Now you convert the design into a working website.

You can use vibe-coding tools like:

• Lovable
• v0.dev
• Replit
• Framer AI

If you’re comfortable seeing code, you can also try:

• Cursor
• Claude Code
• Antigravity

These tools can generate the entire landing page from your design and prompt.

Sometimes Google Stitch will generate icons or images during the design process. Make sure you extract those assets and include them when generating the actual page.

By this stage, you should have a fully functional waitlist ready to launch.

Create a Product Demo

After launching your waitlist, the next step is a demo.

You don’t need a real product yet.

You can create a demo using Figma prototypes or even a simple animated walkthrough.

Another option is to ask AI to generate screen concepts for your product, then convert them into a demo.

Once the screens are ready, you can turn them into a short product video using tools like CapCut or Canva.

This demo helps people understand what you are building before the real product exists.

Prepare Your Pitch Deck

Now you’re almost ready to speak with investors.

Since your AI assistant already knows your product, you can ask it to generate a detailed pitch deck structure.

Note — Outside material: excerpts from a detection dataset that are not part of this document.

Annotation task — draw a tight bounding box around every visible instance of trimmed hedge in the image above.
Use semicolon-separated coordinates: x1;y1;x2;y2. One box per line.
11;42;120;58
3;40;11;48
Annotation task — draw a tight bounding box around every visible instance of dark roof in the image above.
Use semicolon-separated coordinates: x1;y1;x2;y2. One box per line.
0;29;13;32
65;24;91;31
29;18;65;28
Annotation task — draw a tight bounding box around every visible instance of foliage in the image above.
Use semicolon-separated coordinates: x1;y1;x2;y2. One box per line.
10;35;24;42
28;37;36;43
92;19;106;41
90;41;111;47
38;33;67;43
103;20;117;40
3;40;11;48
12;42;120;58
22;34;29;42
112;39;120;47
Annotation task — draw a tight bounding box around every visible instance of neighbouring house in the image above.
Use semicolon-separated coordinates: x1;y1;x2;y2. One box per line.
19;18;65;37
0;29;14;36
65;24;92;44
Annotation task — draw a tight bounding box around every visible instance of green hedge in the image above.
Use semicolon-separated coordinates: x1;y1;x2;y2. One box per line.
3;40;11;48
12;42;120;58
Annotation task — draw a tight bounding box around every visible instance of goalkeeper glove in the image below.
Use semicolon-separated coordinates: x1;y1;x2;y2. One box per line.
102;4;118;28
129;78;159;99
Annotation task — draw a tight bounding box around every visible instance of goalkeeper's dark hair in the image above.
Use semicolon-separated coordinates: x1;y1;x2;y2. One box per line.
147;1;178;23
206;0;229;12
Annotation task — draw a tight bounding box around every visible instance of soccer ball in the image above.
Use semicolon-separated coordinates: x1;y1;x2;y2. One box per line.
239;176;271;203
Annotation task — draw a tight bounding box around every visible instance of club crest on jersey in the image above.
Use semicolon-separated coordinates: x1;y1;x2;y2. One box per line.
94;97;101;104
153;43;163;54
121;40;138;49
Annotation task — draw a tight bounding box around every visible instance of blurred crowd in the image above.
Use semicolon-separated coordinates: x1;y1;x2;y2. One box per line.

Your pitch deck should cover:

• Problem
• Solution
• Market opportunity
• Product demo
• Business model
• Traction or early interest
• Competitive advantage
• Team
• Funding request

There are also AI tools that can automatically turn pitch content into presentation slides.

At this point, you now have:

• A business plan
• A registered startup
• A landing page and waitlist
• A product demo
• A pitch deck

That’s more than enough to begin early investor conversations.

Finding Investors

Once everything is ready, the next step is outreach.

You can use AI to generate lists of:

• Venture capital firms
• Angel investors
• Startup accelerators

Then use tools like Apollo or Hunter to find the right email contacts.

From there, you can start reaching out with a short introduction, your pitch deck, and your demo.

Final Thoughts

Building a startup used to take months before you even showed anything to the world.

Today, AI tools allow founders to move much faster.

Instead of spending months perfecting things internally, you can launch a waitlist, create a demo, and start talking to investors within weeks.

The goal is not perfection.

The goal is momentum.

Move fast, stay lean, and let the market guide what you build next.